Value-based insurance design looks to be expanding. As the American Journal of Managed Care reports:
The bill calls for a pilot demonstrating the feasibility of incorporating VBID by “reducing co-payments or cost shares for targeted populations of covered beneficiaries in the receipt of high-value medications and services and the use of high-value providers” no later than January 1, 2018.
The pilot will assess how implementing VBID concepts impacts adherence to medication, quality measures, health outcomes, and patient experience. TRICARE currently implements cost sharing in a “one-size-fits-all” way, similar to Medicare. Beginning January 1, 2017, Medicare Advantage is implementing its own VBID demonstration, which will run for 5 years.

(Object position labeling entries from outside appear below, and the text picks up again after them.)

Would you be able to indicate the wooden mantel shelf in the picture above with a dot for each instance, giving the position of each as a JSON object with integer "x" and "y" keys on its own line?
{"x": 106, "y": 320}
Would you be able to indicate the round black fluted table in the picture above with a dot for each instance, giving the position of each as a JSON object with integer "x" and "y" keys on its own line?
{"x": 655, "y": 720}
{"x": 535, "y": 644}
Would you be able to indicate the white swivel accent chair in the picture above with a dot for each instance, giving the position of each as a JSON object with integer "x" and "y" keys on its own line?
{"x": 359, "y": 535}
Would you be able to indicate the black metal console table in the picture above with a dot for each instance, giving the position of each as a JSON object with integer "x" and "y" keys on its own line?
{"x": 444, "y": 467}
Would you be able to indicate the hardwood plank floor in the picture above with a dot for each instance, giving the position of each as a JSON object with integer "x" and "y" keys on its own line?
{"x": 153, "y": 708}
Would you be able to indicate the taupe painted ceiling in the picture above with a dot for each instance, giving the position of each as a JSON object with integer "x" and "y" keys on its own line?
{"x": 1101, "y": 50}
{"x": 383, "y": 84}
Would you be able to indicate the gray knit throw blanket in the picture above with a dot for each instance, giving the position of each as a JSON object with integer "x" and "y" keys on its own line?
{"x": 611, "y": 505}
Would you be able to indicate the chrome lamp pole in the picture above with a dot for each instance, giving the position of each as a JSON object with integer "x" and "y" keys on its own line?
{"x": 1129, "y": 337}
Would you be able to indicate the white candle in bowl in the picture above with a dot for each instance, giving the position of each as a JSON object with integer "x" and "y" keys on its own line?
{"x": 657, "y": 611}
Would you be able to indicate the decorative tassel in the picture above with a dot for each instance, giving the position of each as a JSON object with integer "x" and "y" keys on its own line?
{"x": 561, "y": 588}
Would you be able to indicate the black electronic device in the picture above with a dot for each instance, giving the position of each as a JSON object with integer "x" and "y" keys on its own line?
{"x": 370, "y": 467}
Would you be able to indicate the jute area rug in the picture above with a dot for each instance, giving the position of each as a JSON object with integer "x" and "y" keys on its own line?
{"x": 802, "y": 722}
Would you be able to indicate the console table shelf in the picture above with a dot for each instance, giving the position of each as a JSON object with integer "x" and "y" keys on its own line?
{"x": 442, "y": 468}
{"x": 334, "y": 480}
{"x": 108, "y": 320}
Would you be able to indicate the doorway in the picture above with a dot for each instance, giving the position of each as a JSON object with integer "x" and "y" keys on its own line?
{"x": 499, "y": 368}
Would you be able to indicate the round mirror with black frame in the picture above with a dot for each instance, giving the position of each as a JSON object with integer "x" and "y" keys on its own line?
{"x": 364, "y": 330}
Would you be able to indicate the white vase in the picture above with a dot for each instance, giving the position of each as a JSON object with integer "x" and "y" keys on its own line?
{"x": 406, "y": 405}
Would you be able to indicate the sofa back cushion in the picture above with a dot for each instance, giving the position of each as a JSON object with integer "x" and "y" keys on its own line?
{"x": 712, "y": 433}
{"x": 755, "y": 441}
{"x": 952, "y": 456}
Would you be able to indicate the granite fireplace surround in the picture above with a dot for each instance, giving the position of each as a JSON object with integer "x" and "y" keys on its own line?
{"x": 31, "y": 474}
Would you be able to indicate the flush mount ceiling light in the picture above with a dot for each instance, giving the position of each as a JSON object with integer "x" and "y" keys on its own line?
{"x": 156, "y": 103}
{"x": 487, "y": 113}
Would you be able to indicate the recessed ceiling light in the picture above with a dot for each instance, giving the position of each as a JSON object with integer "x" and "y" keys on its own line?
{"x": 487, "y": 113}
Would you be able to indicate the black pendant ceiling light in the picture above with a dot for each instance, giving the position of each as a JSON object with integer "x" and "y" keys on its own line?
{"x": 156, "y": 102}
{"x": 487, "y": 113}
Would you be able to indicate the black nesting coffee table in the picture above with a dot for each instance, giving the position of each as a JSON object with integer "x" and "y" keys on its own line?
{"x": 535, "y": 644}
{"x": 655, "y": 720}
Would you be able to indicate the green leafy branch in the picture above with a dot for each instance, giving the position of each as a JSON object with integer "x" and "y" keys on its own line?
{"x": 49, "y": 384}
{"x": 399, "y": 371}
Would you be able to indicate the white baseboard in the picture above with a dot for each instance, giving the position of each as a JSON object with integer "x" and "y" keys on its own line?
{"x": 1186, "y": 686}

The demonstration will only be available in 7 states in 2017 (Arizona, Iowa, Indiana, Massachusetts, Oregon, Pennsylvania, and Tennessee) with 3 additional states (Alabama, Michigan, and Texas) being added in 2018. In the first year, plans can offer varied benefit design for enrollees who fall into certain clinical categories: diabetes, congestive heart failure, chronic obstructive pulmonary disease, past stroke, hypertension, coronary artery disease, and mood disorders. In 2018, the demonstration will expand to include dementia and rheumatoid arthritis.
Tying copayments to care value seems like a good thing, as long as value is measured well. For instance, consider an extreme case where an individual is allergic to a high-value treatment. Would they be required to pay the higher-copay? There are a number of nuances to be ironed out, but tying copayments to value without restricting patient choice does seem like a win-win for patients and payers.